In the Auditorium, there were free flu shots for seniors and those with chronic illnesses such as heart disease and asthma. Many participants took advantage of screening for high blood pressure, diabetes, and cholesterol. Children were tested for their blood lead levels. A Mom-Baby van provided education and free screening. Employees from Project Wish and staff from Boat People SOS discussed the importance of breast and cercival cancer screening. Dr. Shi-Hua Wu, chairperson of the Mayor’s Advisory Committee on Acupuncture, demonstrated Traditional Chinese Medicine techniques.
The “safe house” fire engine and an ambulance from the Department of Fire and Emergency Medical Services caught the curious eyes of many pedestrians. The “Weed-and-Feed” van from the Metropolitan Police Department offered a glimpse of new drug prevention strategies. The Fannie Mae van provided information and hope to many prospective homeowners.

Town Hall Meeting With Mayor Williams

Before Mayor Williams’ Town Hall meeting, participants were treated to Asian food and entertained with performances by Mongol Yurt Heritage Association, Tsunami Theatre and Hung Tao Choy Mei Kung Fu Academy. The audience then heard the Mayor describe his commitment to the APA community and his administration’s many accomplishments in its efforts to provide the community with full services.
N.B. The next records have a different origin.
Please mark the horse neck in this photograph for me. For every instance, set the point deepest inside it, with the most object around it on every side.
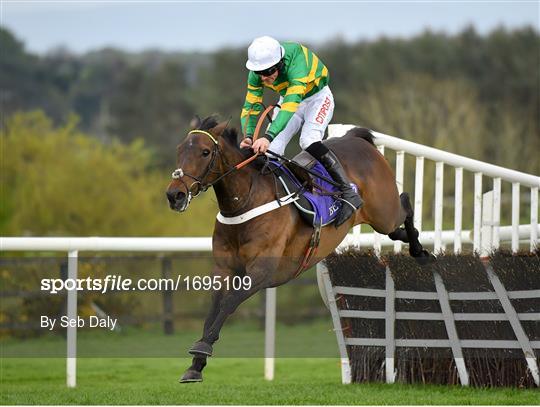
(236, 193)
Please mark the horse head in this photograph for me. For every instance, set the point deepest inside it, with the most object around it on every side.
(198, 163)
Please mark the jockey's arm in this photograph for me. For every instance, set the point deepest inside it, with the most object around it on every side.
(253, 104)
(291, 100)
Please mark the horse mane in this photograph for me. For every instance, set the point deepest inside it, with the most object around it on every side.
(362, 132)
(230, 135)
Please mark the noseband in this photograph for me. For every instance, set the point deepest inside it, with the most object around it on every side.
(179, 173)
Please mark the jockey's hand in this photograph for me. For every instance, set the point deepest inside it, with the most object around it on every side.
(261, 145)
(246, 143)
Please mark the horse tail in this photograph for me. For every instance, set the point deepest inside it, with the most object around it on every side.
(362, 132)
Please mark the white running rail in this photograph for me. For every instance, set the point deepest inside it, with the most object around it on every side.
(491, 223)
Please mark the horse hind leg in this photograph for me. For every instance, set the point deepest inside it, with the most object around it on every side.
(409, 234)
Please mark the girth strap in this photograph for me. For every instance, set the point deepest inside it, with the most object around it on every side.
(311, 249)
(258, 211)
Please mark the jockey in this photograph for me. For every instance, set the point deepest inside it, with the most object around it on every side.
(305, 103)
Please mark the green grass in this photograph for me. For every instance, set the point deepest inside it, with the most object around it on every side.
(227, 380)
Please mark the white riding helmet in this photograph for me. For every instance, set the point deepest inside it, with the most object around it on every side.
(263, 53)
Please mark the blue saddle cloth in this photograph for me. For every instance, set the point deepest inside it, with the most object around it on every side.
(322, 208)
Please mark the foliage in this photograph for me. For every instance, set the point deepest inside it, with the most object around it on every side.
(59, 181)
(153, 95)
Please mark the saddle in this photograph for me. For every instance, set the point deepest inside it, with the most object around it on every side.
(318, 202)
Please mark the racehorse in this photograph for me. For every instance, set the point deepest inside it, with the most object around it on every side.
(270, 255)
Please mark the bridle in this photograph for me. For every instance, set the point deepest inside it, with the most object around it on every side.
(200, 182)
(179, 173)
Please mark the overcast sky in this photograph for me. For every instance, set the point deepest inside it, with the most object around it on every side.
(207, 25)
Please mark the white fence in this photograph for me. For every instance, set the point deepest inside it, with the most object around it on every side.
(492, 227)
(486, 235)
(438, 236)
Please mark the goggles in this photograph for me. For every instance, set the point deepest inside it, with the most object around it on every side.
(267, 72)
(270, 71)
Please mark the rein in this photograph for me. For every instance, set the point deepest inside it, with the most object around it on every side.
(178, 174)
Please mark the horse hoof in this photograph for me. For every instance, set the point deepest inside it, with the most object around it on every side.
(201, 348)
(424, 257)
(191, 376)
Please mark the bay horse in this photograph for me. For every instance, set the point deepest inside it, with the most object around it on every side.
(267, 254)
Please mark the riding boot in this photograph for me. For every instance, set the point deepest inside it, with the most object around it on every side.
(350, 199)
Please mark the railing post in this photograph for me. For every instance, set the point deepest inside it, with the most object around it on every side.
(418, 192)
(515, 217)
(439, 188)
(477, 222)
(390, 319)
(534, 219)
(496, 212)
(270, 334)
(458, 208)
(71, 360)
(451, 329)
(400, 166)
(168, 312)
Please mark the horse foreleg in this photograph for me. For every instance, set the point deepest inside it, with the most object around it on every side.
(200, 349)
(224, 305)
(410, 234)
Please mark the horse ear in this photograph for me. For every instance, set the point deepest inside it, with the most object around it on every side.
(195, 122)
(220, 128)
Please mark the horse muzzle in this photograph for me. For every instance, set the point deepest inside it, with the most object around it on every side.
(178, 200)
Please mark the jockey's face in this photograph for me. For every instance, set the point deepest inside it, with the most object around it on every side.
(269, 79)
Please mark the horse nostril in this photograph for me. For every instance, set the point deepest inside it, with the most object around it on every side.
(171, 195)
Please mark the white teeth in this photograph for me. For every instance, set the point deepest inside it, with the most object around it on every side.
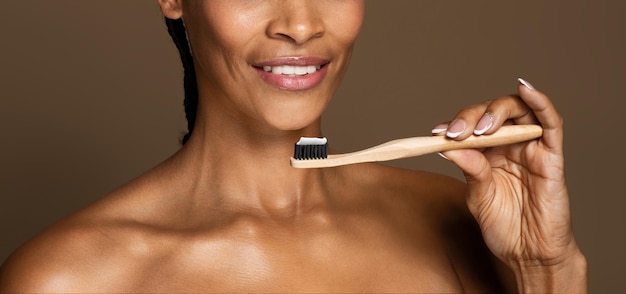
(292, 70)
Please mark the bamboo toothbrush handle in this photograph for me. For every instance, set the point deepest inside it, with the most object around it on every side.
(416, 146)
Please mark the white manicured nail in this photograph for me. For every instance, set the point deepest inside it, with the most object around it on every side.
(525, 83)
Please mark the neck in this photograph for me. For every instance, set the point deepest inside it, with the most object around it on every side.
(249, 170)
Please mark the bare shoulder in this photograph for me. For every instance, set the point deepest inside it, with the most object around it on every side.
(57, 260)
(84, 252)
(438, 201)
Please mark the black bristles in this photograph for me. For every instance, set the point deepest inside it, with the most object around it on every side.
(312, 151)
He said he had increased the budget for that Office and the Commission on Asian and Pacific Islander Affairs, and had made the office and the Commission on Asian and Pacific Islander Affairs permanent. He said his API Initiative had increased its activities, and showed his continuing support for the DC Asian Pacific American Council by announcing the appointment of Dr. Natwar Gandhi, the Chief Financial Officer for the DC government, as its honorary chairperson.
The Mayor and his 14 agency directors took questions from the audience. Answers will be posted on the Mayor’s web site.
Finally, Mayor Williams presented outstanding community service awards to Mrs. Yung-Fatah; Mr. Songbae Lee, area director of Korean American Coalition; Ms. Hien Vu, program director of Boat People SOS-DC Chapter; Mr. Jate Pan, director of Asian Service Center; and Mr. Duang Wang, chairperson of Chinatown Steering Committee and “Mayor of Chinatown.” Mr. John Tinpe, Chairperson of the Commission on Asian and Pacific Islander Affairs, joined with Mayor Williams in presenting an award of appreciation to Dr. Ivan Walks for his commitment to improving access to services for the Asian community.
One of speakers, Ms. Francey Lim Youngberg, President of Youngberg & Associates, a long time community advocate, praised Mayor Williams and the agency directors, especially Dr. Walks, for their commitment to the Asian community. She encouraged agencies to form meaningful partnerships with Asian community organizations by providing them the resources to support a community that is traditionally underserved due to cultural and language barriers.